Optimization of 1H‐MRS methods for large‐volume acquisition of low‐concentration downfield resonances at 3 T and 7 T

• Published in: Magnetic resonance in medicine Vol. 93; no. 1; pp. 18 - 30
• Main Authors: Wilson, Neil E., Elliott, Mark A., Nanga, Ravi Prakash Reddy, Swago, Sophia, Witschey, Walter R., Reddy, Ravinder
• Format: Journal Article
• Language: English
• Published: Hoboken Wiley Subscription Services, Inc 01.01.2025
• Subjects: Adenine; Bandwidths; Brain; Chemical equilibrium; downfield proton spectroscopy; Excitation spectra; large volume; Localization; Metabolites; NAD; Nicotinamide; Nicotinamide adenine dinucleotide; Sidebands; Signal quality; skeletal muscle; Tryptophan
• ISSN: 0740-3194; 1522-2594; 1522-2594
• DOI: 10.1002/mrm.30273

Purpose This goal of this study was to optimize spectrally selective 1H‐MRS methods for large‐volume acquisition of low‐concentration metabolites with downfield resonances at 7 T and 3 T, with particular attention paid to detection of nicotinamide adenine dinucleotide (NAD+) and tryptophan.

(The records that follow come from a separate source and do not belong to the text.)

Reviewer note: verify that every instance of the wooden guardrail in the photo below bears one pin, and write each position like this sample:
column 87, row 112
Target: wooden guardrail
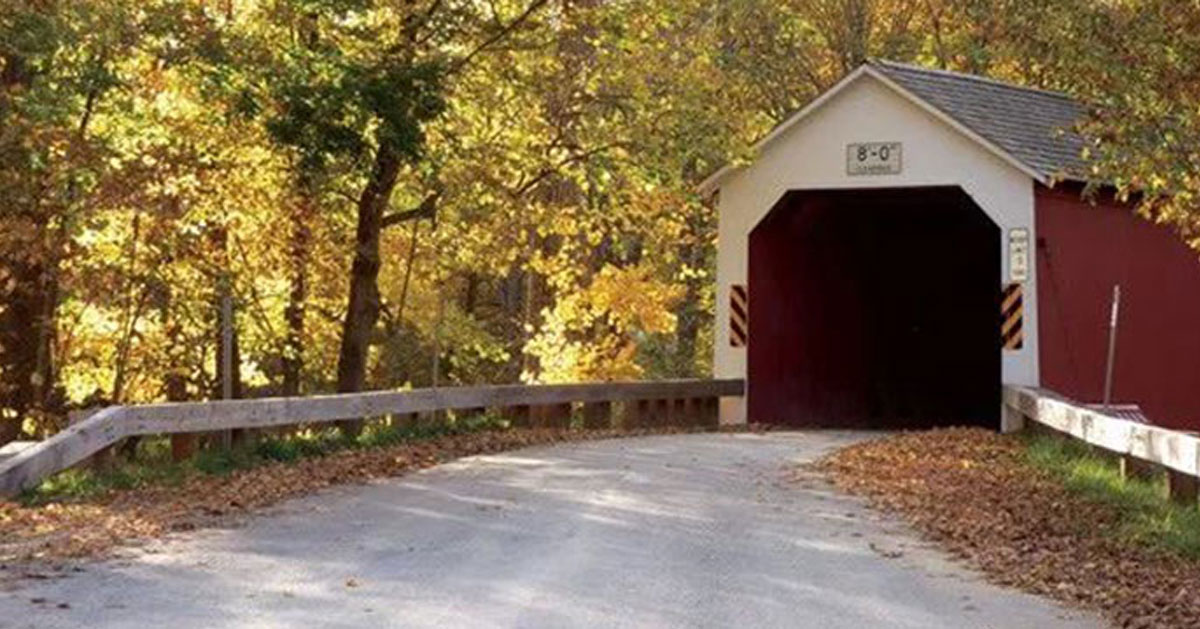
column 1143, row 448
column 690, row 399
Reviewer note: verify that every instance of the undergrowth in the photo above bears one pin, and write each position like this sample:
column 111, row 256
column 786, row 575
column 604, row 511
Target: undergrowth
column 151, row 462
column 1147, row 515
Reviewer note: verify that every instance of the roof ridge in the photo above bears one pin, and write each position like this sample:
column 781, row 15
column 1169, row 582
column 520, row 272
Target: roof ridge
column 977, row 78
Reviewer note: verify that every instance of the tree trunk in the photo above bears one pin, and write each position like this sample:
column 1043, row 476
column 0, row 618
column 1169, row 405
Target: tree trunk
column 298, row 293
column 363, row 311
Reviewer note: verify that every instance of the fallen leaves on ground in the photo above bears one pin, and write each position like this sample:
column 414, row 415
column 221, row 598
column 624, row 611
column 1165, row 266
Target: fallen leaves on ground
column 972, row 491
column 91, row 528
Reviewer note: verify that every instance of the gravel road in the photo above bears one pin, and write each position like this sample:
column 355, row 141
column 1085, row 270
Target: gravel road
column 675, row 531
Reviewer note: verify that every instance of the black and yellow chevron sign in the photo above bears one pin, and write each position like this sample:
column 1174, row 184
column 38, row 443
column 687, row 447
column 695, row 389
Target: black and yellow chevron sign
column 1012, row 317
column 739, row 316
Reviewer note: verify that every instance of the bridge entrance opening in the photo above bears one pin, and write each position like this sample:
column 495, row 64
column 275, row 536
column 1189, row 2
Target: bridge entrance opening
column 875, row 309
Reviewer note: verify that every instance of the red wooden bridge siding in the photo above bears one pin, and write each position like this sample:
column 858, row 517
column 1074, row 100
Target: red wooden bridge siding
column 1083, row 251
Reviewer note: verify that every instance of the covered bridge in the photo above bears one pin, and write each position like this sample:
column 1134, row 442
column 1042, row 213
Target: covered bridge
column 913, row 238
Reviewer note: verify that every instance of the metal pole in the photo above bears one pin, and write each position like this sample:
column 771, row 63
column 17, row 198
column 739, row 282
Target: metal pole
column 1113, row 346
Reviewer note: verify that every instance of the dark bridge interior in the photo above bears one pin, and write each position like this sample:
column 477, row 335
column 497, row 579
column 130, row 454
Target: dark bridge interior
column 875, row 309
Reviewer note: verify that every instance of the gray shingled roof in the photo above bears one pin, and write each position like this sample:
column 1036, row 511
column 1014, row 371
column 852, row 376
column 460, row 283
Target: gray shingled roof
column 1033, row 126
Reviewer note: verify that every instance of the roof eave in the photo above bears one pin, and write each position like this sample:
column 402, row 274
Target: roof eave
column 713, row 181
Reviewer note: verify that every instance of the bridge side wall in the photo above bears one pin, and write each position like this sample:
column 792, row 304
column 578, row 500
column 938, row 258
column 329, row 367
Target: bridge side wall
column 1084, row 249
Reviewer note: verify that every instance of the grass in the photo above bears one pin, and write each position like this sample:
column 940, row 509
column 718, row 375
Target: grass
column 1147, row 515
column 153, row 465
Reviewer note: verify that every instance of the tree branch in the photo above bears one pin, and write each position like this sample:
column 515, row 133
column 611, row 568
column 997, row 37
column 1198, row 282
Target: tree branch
column 499, row 35
column 427, row 209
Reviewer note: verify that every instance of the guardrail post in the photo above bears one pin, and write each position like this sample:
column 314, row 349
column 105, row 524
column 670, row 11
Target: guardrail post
column 1135, row 468
column 551, row 415
column 711, row 412
column 520, row 415
column 1182, row 487
column 661, row 413
column 634, row 413
column 598, row 415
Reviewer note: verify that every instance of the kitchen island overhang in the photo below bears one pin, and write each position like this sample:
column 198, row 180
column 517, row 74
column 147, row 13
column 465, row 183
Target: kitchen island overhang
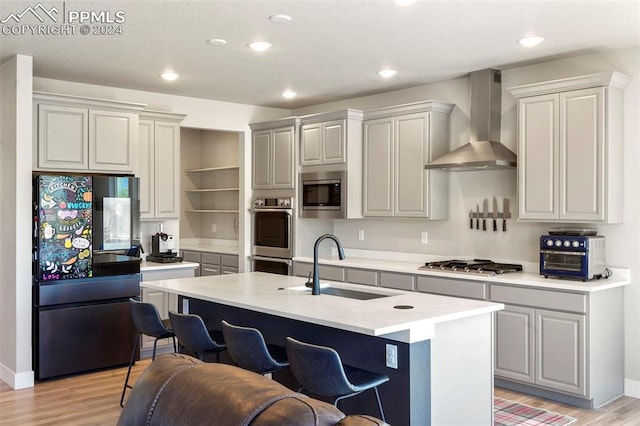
column 444, row 345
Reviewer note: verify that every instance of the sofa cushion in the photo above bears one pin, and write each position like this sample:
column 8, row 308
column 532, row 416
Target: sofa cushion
column 179, row 390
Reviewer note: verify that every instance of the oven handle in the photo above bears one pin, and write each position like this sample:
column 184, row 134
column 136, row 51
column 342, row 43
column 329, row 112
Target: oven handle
column 573, row 253
column 285, row 211
column 271, row 259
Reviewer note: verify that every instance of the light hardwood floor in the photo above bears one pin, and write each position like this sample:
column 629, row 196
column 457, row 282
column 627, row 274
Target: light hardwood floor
column 94, row 399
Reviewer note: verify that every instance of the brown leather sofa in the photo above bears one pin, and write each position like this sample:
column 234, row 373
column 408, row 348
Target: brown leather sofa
column 176, row 389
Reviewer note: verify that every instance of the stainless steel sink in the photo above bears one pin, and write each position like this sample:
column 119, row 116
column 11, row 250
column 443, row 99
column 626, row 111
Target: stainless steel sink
column 343, row 292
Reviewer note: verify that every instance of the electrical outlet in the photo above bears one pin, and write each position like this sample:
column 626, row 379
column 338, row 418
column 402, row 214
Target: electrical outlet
column 392, row 356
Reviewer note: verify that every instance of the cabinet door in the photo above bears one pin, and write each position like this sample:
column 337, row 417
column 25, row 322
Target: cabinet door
column 112, row 140
column 410, row 150
column 63, row 138
column 560, row 351
column 334, row 142
column 310, row 144
column 514, row 344
column 283, row 160
column 378, row 167
column 146, row 168
column 538, row 157
column 167, row 170
column 261, row 159
column 582, row 155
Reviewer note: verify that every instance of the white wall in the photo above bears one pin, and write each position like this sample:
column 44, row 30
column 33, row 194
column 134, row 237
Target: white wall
column 15, row 221
column 520, row 243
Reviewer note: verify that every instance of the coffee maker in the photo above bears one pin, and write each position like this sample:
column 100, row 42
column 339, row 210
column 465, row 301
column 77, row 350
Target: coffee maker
column 162, row 249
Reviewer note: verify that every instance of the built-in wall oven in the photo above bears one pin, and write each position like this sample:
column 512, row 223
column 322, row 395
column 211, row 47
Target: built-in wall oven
column 272, row 245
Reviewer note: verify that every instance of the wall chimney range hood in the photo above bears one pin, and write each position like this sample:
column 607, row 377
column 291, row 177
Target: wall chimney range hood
column 483, row 152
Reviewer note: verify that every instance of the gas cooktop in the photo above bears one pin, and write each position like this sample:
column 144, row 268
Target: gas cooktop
column 474, row 266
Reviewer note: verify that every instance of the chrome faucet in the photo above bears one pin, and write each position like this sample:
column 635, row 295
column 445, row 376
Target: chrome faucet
column 316, row 281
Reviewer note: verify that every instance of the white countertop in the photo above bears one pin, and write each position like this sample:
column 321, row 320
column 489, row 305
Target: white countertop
column 272, row 294
column 619, row 278
column 155, row 266
column 210, row 245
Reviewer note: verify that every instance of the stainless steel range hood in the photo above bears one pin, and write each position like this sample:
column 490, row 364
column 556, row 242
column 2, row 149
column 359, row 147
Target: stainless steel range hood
column 483, row 152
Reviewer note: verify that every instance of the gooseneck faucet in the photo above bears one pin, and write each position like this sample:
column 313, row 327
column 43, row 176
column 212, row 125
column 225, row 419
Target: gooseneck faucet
column 316, row 280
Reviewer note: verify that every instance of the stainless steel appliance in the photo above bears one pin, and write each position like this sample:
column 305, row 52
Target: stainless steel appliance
column 573, row 256
column 81, row 284
column 272, row 246
column 475, row 266
column 163, row 249
column 323, row 195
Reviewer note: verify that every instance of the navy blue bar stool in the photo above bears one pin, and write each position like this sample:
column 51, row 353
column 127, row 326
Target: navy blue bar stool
column 248, row 350
column 319, row 369
column 147, row 321
column 193, row 335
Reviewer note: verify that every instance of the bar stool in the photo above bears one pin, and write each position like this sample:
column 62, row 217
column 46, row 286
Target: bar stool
column 147, row 321
column 248, row 350
column 193, row 335
column 319, row 369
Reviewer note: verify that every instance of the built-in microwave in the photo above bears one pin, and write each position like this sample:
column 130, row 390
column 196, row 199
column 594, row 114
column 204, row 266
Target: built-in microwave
column 323, row 195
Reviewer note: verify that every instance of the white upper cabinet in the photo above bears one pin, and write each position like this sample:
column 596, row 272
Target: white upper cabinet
column 159, row 165
column 324, row 138
column 398, row 142
column 89, row 135
column 273, row 154
column 570, row 139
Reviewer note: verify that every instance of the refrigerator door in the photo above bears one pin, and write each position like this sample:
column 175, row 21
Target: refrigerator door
column 64, row 236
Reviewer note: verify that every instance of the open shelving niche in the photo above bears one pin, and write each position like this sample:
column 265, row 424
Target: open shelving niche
column 209, row 179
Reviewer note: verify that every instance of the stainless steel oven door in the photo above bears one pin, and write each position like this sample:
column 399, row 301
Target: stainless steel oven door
column 272, row 233
column 271, row 265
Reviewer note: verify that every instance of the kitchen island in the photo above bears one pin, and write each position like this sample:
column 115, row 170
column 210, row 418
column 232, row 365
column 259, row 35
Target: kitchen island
column 437, row 350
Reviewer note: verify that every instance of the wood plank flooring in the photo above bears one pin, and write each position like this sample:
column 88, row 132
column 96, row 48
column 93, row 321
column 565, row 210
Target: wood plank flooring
column 94, row 399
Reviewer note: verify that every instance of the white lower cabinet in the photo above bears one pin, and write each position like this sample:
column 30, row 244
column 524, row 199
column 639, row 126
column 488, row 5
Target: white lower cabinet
column 163, row 301
column 212, row 263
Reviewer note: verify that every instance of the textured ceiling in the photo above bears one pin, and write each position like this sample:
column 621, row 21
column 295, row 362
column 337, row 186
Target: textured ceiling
column 330, row 50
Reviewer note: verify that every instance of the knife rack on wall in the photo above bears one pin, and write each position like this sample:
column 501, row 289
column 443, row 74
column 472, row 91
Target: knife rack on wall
column 495, row 214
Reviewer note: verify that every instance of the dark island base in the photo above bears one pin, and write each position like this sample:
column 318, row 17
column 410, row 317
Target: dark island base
column 406, row 398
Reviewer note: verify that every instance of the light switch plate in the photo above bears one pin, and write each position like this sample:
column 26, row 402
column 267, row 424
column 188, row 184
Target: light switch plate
column 392, row 356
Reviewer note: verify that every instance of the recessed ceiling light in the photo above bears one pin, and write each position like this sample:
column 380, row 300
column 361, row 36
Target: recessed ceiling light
column 260, row 45
column 169, row 75
column 289, row 94
column 531, row 41
column 280, row 18
column 217, row 42
column 387, row 73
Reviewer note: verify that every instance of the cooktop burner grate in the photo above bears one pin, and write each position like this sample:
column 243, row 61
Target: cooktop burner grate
column 474, row 266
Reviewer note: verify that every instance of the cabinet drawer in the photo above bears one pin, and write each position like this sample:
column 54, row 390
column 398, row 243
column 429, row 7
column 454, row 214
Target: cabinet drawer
column 211, row 258
column 449, row 287
column 191, row 256
column 539, row 298
column 362, row 276
column 229, row 260
column 229, row 270
column 208, row 269
column 399, row 281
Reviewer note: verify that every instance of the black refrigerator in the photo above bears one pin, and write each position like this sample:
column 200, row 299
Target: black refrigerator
column 84, row 229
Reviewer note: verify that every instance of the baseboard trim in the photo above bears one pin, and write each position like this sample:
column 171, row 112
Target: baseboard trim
column 17, row 380
column 632, row 388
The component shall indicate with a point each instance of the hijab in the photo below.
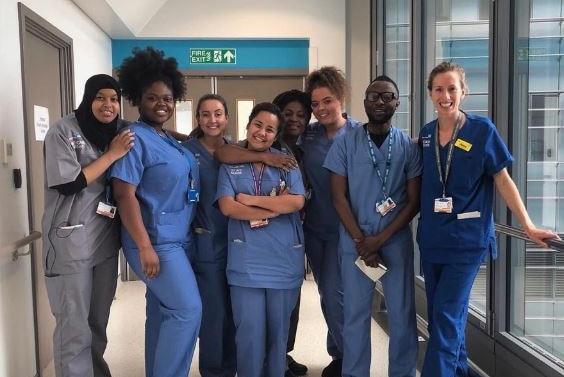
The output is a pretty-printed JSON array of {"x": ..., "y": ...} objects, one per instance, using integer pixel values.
[{"x": 98, "y": 133}]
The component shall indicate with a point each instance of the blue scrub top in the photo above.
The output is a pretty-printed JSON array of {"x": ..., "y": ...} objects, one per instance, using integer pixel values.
[
  {"x": 350, "y": 157},
  {"x": 320, "y": 217},
  {"x": 271, "y": 256},
  {"x": 162, "y": 174},
  {"x": 442, "y": 237},
  {"x": 209, "y": 222}
]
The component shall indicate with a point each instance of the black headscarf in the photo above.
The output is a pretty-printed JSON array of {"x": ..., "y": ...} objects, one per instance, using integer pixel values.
[
  {"x": 98, "y": 133},
  {"x": 292, "y": 95}
]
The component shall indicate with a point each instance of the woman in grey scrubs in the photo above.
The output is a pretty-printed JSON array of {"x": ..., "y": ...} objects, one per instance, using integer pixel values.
[{"x": 80, "y": 233}]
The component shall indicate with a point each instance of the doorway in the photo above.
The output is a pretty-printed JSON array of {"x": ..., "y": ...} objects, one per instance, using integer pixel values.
[{"x": 47, "y": 78}]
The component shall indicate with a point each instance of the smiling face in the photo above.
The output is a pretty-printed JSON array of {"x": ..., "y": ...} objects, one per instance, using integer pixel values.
[
  {"x": 447, "y": 93},
  {"x": 212, "y": 118},
  {"x": 295, "y": 119},
  {"x": 377, "y": 110},
  {"x": 157, "y": 104},
  {"x": 105, "y": 106},
  {"x": 326, "y": 106},
  {"x": 261, "y": 131}
]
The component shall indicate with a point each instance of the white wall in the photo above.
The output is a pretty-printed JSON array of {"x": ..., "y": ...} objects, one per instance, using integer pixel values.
[
  {"x": 323, "y": 22},
  {"x": 92, "y": 54},
  {"x": 339, "y": 31}
]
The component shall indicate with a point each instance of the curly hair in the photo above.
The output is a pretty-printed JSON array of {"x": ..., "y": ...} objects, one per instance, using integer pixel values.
[
  {"x": 146, "y": 67},
  {"x": 294, "y": 95},
  {"x": 327, "y": 77},
  {"x": 271, "y": 108}
]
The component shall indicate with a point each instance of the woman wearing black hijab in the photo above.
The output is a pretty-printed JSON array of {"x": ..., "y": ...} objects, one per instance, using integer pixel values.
[{"x": 80, "y": 231}]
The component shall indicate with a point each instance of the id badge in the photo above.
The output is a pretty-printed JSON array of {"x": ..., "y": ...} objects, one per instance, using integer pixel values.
[
  {"x": 193, "y": 195},
  {"x": 107, "y": 210},
  {"x": 443, "y": 205},
  {"x": 258, "y": 223},
  {"x": 385, "y": 206}
]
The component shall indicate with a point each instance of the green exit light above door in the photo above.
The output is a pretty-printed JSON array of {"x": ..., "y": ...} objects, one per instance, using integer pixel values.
[{"x": 213, "y": 56}]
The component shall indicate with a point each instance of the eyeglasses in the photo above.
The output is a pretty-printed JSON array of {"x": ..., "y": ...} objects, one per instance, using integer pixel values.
[{"x": 385, "y": 96}]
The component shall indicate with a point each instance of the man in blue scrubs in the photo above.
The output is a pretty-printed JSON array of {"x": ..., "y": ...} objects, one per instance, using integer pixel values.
[{"x": 375, "y": 182}]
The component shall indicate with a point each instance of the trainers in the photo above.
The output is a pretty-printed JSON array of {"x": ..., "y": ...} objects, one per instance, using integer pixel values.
[
  {"x": 295, "y": 367},
  {"x": 334, "y": 369}
]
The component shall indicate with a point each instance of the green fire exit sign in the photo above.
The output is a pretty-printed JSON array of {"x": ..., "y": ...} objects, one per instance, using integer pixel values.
[{"x": 213, "y": 56}]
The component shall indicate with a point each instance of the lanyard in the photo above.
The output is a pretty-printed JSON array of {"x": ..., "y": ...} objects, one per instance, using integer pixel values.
[
  {"x": 449, "y": 155},
  {"x": 383, "y": 179},
  {"x": 257, "y": 182},
  {"x": 175, "y": 145}
]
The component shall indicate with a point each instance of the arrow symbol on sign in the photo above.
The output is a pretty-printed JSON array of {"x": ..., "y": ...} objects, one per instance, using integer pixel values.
[{"x": 228, "y": 56}]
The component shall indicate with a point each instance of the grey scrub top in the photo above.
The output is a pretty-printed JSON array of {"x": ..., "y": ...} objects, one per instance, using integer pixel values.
[{"x": 75, "y": 237}]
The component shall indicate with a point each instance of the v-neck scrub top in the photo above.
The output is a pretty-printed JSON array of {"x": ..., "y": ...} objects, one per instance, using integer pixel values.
[
  {"x": 95, "y": 237},
  {"x": 271, "y": 256},
  {"x": 162, "y": 175},
  {"x": 444, "y": 237}
]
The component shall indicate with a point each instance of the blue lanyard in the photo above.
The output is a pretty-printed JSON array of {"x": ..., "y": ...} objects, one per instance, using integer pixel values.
[
  {"x": 257, "y": 182},
  {"x": 449, "y": 154},
  {"x": 383, "y": 179},
  {"x": 175, "y": 145}
]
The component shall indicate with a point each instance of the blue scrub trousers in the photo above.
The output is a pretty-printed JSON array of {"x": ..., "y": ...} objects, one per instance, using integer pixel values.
[
  {"x": 323, "y": 258},
  {"x": 217, "y": 332},
  {"x": 262, "y": 319},
  {"x": 399, "y": 295},
  {"x": 448, "y": 289},
  {"x": 174, "y": 312}
]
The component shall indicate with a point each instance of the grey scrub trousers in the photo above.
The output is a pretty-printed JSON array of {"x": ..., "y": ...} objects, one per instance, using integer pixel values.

Methods Spectrally selective excitation was used to avoid magnetization‐transfer effects with water, and various sinc pulses were compared with a band‐selective, uniform response, pure‐phase (E‐BURP) pulse. Localization using a single‐slice selective pulse was compared with voxel‐based localization that used three orthogonal refocusing pulses, and low bandwidth refocusing pulses were used to take advantage of the chemical shift displacement of water. A technique for water sideband removal was added, and a method of coil channel combination for large volumes was introduced. Results Proposed methods were compared qualitatively with previously reported techniques at 7 T. Sinc pulses resulted in reduced water signal excitation and improved spectral quality, with a symmetric, low bandwidth‐time product pulse performing best. Single‐slice localization allowed shorter TEs with large volumes, enhancing signal, whereas low‐bandwidth slice‐selective localization greatly reduced the observed water signal. Gradient cycling helped remove water sidebands, and frequency aligning and pruning individual channels narrowed spectral linewidths. High‐quality brain spectra of NAD+ and tryptophan are shown in 4 subjects at 3 T. Conclusion Improved spectral quality with higher downfield signal, shorter TE, lower nuisance signal, reduced artifacts, and narrower peaks was realized at 7 T. These methodological improvements allowed for previously unachievable detection of NAD+ and tryptophan in human brain at 3 T in under 5 min.